In cell J34, I’ve computed our target cell by summing all the squared errors by using the formula SUM(J36:J291). (You can enter a formula for a large column of numbers such as this by typing =SUM( and then selecting the first cell in the range you want to add together. Press CTRL+SHIFT+DOWN ARROW to enter the range from the cell you’ve selected to the bottom row in the column, and then add the closing parenthesis.)
It is convenient to make our average team rating equal to 0. A team with a positive rating is better than average, and a team with a negative rating is worse than average. I’ve computed the average team rating in cell D34 by using the formula AVERAGE(rating).
I can now fill in the Solver Parameters dialog box as shown in the following figure.
We minimize the sum of our squared prediction errors for all games (computed in cell J34) by changing each team’s rating and the home edge. The constraint D34=0 ensures that the average team rating is 0. From the following figure, we find that the home team has an advantage of 2.25 points over the visiting team. Our 10 highest-rated teams are shown in the following figure.
Note that we would have predicted that Oakland would play Tampa Bay in the Super Bowl.
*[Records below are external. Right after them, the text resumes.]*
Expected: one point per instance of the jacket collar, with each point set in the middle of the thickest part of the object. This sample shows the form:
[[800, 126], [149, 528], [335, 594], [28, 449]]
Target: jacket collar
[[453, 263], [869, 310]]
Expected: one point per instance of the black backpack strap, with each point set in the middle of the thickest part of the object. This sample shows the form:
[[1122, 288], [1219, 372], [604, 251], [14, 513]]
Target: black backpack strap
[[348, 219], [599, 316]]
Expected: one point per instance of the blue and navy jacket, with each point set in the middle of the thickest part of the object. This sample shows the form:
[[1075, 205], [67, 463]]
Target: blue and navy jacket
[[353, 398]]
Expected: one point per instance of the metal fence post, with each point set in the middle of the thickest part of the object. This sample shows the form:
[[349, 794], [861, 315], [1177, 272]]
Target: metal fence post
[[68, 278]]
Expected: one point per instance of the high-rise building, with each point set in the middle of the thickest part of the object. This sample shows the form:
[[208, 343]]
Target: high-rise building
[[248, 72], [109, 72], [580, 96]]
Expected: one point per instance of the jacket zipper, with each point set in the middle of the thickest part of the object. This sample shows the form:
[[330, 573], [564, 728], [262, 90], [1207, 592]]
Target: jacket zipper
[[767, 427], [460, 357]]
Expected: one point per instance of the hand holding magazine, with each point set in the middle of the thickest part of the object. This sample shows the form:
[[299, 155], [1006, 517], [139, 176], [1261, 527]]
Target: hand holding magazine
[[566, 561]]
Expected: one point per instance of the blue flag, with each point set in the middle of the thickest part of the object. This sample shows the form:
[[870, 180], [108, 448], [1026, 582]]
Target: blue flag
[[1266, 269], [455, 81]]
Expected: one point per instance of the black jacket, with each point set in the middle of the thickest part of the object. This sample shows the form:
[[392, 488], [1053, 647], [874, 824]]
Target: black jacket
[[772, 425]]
Unfortunately, our predicted Super Bowl outcome was Oakland by about 2 points (10.64 – 8.8 = 1.84 points). There’s no home team in the Super Bowl!
Our model is not linear, because the target cell adds together terms of the form (Home Team Rating + Home Field Edge – Visiting Team Rating)2 . Recall that for a Solver model to be linear, the target cell must be created by adding together terms with the form (changing cell)*(constant). This relationship doesn’t exist in this case, so our model is not linear. Solver does obtain the correct answer, however, for any sports rating model in which the target cell minimizes the sum of squared errors.
- The file NBA02_03.xls contains scores for every regular season game during the 2002–2003 NBA season. Rate the teams.
- The file NBA01_02.xls contains scores for every game during the 2001-2002 NBA season. Rate the teams.
- The file NFL01.xls contains scores for every regular season game during the 2001 NFL season. Rate the teams. Which team would you have forecast to make the Super Bowl?
- True or False: An NFL team could lose every game and be an above average team.
- Our method of rating teams works fine for basketball. What problems arise if we apply our method to hockey or baseball?